The resulting SNR2 values are shown in Table 1, as computed using (10) and (11) for the cases of PWMF and NPWMF, respectively. Increasing SNR2 values indicate increasing unlikelihood that the measured signal is purely due to noise. In the case of K1, SNR2 continues to grow with increasing signal widths as it becomes more unlikely that the measured signal is due to noise. A similar pattern is found in the case of K2, while the SNR values are even larger, since signal variance is modeled to be smaller (as is the case in RM). However, the growth with increasing widths is slowed down in the case of K3, due to the interplay between the signal and the covariance matrix. In fact, for the PWMF, while SNR values increase for narrower signals as one transitions from K1 and K2 to K3, one instead observes decreased SNR values for the wider signals: this is because increased inter-voxel correlations within a wide signal can make it relatively more likely that the signal is due to noise in comparison to the case where such positive correlations are absent. Moreover, for the NPWMF, further decreases are observed in observer task performance with respect to the PWMF used as the observer. As discussed in Sec. 2.3, the NPWMF was used to better capture human task performance in the presence of correlated noise, removing the ability of the ideal observer to perform noise prewhitening.
Table 1.
{0 0 0 1 0 0 0} | {0 0 1 1 0 0 0} | {0 0 1 1 1 0 0} | {0 1 1 1 1 0 0} | {0 1 1 1 1 1 0} | |
---|---|---|---|---|---|
K1 (PWMF/NPWMF) | 1 | 2 | 3 | 4 | 5 |
K2 (PWMF/NPWMF) | 1.25 | 2.5 | 3.75 | 5.0 | 6.25 |
K3 (PWMF) | 3.04 | 3.54 | 3.23 | 3.42 | 4.21 |
K3 (NPWMF) | 1.25 | 1.54 | 1.80 | 2.11 | 2.45 |
Overall, it is observed that while decreased variances, as encountered in RM, can lead to increased SNR, and thus improved detectability, increased inter-voxel correlations as also encountered in RM (Sec. 4.3) complicate this picture, and can even result in decreased detectability especially for extended objects.

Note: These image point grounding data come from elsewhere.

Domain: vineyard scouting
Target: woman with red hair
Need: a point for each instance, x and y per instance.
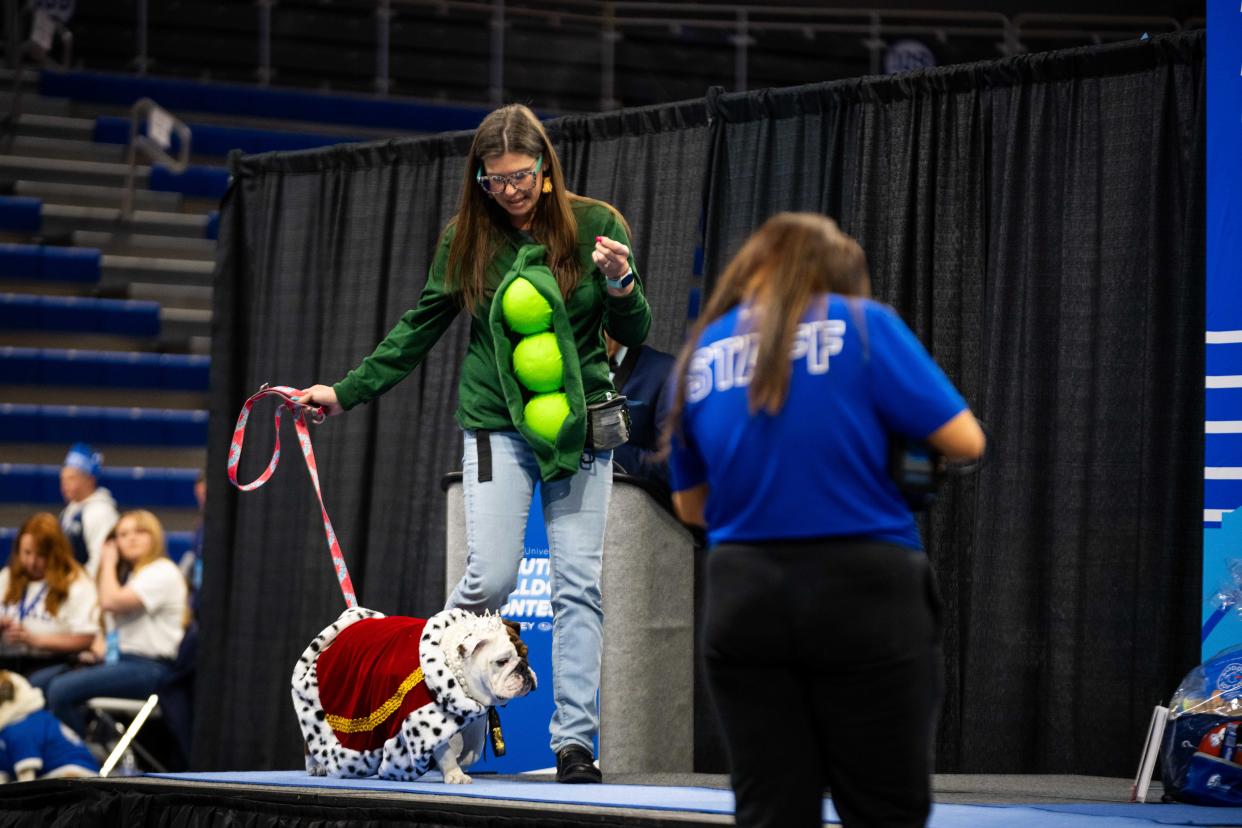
(49, 611)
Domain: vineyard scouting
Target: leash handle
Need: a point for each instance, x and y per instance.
(299, 411)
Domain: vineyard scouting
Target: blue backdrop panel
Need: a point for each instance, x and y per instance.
(1222, 452)
(1222, 546)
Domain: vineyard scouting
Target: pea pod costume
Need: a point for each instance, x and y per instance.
(481, 399)
(559, 458)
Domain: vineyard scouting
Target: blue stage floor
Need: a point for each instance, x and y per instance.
(713, 801)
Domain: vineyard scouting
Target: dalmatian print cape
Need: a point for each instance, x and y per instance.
(380, 744)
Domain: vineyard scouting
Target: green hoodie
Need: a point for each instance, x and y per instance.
(480, 392)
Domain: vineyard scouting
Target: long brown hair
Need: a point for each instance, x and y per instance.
(480, 220)
(783, 266)
(60, 571)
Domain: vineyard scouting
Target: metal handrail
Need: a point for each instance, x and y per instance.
(39, 57)
(155, 153)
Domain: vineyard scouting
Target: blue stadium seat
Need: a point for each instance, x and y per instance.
(21, 214)
(42, 263)
(148, 488)
(80, 315)
(103, 369)
(32, 423)
(178, 543)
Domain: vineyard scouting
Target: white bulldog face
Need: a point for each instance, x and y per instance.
(492, 669)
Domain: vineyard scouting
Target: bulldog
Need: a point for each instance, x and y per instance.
(393, 697)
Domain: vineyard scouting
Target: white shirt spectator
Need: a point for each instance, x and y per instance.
(157, 630)
(78, 615)
(95, 517)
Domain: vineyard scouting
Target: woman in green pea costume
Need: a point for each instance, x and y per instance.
(517, 220)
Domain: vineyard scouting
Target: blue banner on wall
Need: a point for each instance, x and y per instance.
(1222, 452)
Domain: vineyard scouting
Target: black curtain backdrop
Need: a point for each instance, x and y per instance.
(1038, 222)
(319, 255)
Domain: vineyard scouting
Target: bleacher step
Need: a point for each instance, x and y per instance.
(123, 243)
(88, 195)
(184, 323)
(37, 104)
(67, 171)
(66, 148)
(172, 296)
(65, 219)
(167, 271)
(63, 127)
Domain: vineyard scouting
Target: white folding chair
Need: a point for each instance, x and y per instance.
(108, 713)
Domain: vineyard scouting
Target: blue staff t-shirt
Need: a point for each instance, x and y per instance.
(820, 466)
(40, 741)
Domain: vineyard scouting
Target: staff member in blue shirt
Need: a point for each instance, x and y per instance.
(821, 625)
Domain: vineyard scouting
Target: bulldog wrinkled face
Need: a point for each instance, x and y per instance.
(494, 672)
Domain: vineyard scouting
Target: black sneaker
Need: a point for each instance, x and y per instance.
(575, 766)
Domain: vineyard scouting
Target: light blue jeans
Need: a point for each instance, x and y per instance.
(574, 513)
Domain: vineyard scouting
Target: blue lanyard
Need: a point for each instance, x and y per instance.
(24, 608)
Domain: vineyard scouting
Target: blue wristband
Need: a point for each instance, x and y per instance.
(622, 283)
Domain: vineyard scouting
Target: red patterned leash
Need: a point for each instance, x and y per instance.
(299, 411)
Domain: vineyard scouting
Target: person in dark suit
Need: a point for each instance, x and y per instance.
(641, 374)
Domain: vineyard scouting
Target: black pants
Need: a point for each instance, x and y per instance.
(824, 664)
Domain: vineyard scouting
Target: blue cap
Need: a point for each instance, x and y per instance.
(85, 458)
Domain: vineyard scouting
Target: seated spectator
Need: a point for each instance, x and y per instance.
(144, 598)
(32, 742)
(641, 375)
(90, 512)
(49, 612)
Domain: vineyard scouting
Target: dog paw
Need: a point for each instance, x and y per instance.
(456, 776)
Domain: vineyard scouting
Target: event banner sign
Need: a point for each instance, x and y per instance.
(525, 720)
(1222, 452)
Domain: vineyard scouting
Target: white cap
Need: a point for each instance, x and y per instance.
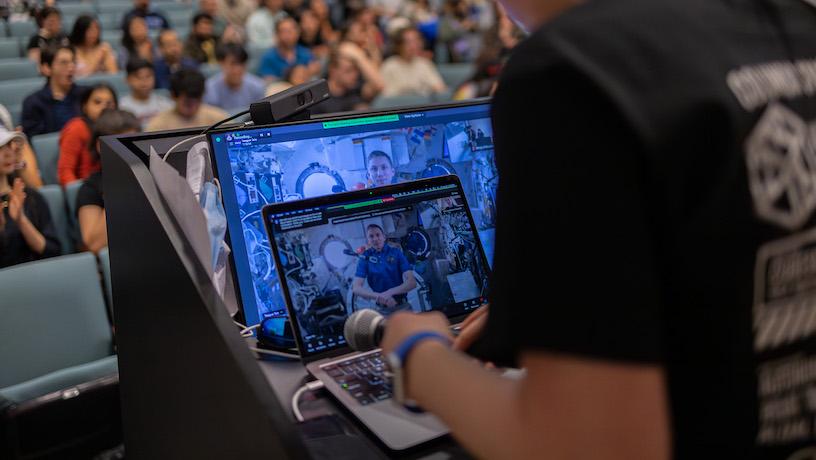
(6, 136)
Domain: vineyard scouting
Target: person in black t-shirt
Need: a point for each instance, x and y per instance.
(154, 19)
(666, 307)
(26, 230)
(347, 90)
(50, 35)
(49, 109)
(90, 202)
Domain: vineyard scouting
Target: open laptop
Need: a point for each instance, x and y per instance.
(290, 161)
(370, 233)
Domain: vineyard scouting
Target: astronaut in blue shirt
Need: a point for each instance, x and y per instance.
(387, 271)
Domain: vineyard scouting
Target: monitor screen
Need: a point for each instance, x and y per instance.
(411, 249)
(258, 166)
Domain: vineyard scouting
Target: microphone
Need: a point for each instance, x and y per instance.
(364, 330)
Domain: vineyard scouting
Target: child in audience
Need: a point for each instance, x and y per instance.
(201, 42)
(48, 109)
(75, 160)
(25, 159)
(409, 73)
(233, 87)
(26, 230)
(171, 59)
(93, 55)
(136, 42)
(187, 90)
(50, 34)
(287, 53)
(90, 202)
(142, 101)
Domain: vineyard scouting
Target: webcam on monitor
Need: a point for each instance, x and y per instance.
(291, 104)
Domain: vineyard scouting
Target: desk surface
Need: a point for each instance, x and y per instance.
(286, 376)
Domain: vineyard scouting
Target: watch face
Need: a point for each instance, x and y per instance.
(397, 383)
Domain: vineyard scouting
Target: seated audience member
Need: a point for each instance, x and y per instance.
(50, 35)
(370, 21)
(237, 12)
(75, 160)
(484, 79)
(408, 72)
(153, 19)
(142, 101)
(457, 30)
(24, 158)
(323, 15)
(295, 8)
(48, 109)
(26, 230)
(171, 59)
(187, 89)
(296, 75)
(90, 202)
(219, 23)
(311, 34)
(93, 55)
(201, 43)
(233, 87)
(346, 90)
(261, 24)
(287, 53)
(356, 41)
(136, 42)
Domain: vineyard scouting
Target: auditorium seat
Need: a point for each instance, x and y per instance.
(13, 92)
(55, 198)
(59, 384)
(104, 265)
(17, 68)
(46, 149)
(118, 81)
(114, 7)
(71, 192)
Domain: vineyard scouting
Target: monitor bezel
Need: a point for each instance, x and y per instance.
(345, 197)
(319, 118)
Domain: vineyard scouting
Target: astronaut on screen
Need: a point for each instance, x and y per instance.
(381, 169)
(389, 274)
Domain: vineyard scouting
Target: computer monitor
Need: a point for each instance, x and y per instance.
(357, 240)
(262, 165)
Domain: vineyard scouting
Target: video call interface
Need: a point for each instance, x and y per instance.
(415, 251)
(270, 165)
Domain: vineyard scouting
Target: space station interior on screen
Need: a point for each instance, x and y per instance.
(430, 250)
(313, 167)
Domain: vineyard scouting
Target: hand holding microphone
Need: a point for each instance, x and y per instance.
(366, 329)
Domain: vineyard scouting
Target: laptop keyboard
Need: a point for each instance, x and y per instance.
(362, 376)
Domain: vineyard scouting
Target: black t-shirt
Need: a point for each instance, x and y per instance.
(658, 183)
(90, 192)
(13, 247)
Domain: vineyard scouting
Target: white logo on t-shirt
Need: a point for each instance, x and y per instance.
(781, 160)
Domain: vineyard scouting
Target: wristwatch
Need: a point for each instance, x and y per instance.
(396, 362)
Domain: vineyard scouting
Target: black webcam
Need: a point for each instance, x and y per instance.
(291, 104)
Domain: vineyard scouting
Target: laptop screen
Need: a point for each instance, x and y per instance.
(403, 248)
(302, 160)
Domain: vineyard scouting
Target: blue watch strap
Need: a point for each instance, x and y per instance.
(404, 349)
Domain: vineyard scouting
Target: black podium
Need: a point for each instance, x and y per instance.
(190, 386)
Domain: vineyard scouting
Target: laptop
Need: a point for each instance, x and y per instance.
(291, 161)
(371, 250)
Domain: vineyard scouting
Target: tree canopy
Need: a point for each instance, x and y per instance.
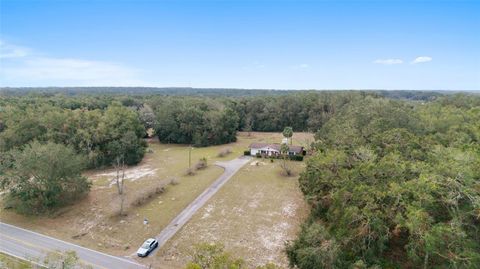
(394, 184)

4.2 Noise propagation models
We compared the analytical results derived by Qi (2003) and Barrett et al. (1994), as described in Sec. 3.2 for the contrast phantom including hot, cold and background regions, as described in Sec. 3.3. Figure 2a plots the mean counts in the three regions as obtained utilizing noise-free (NF) simulations as well as those computed from reconstructed images from 100 noisy realizations, for the case of RM. Excellent matches are observed. Similar results were observed for the case of no RM (not shown).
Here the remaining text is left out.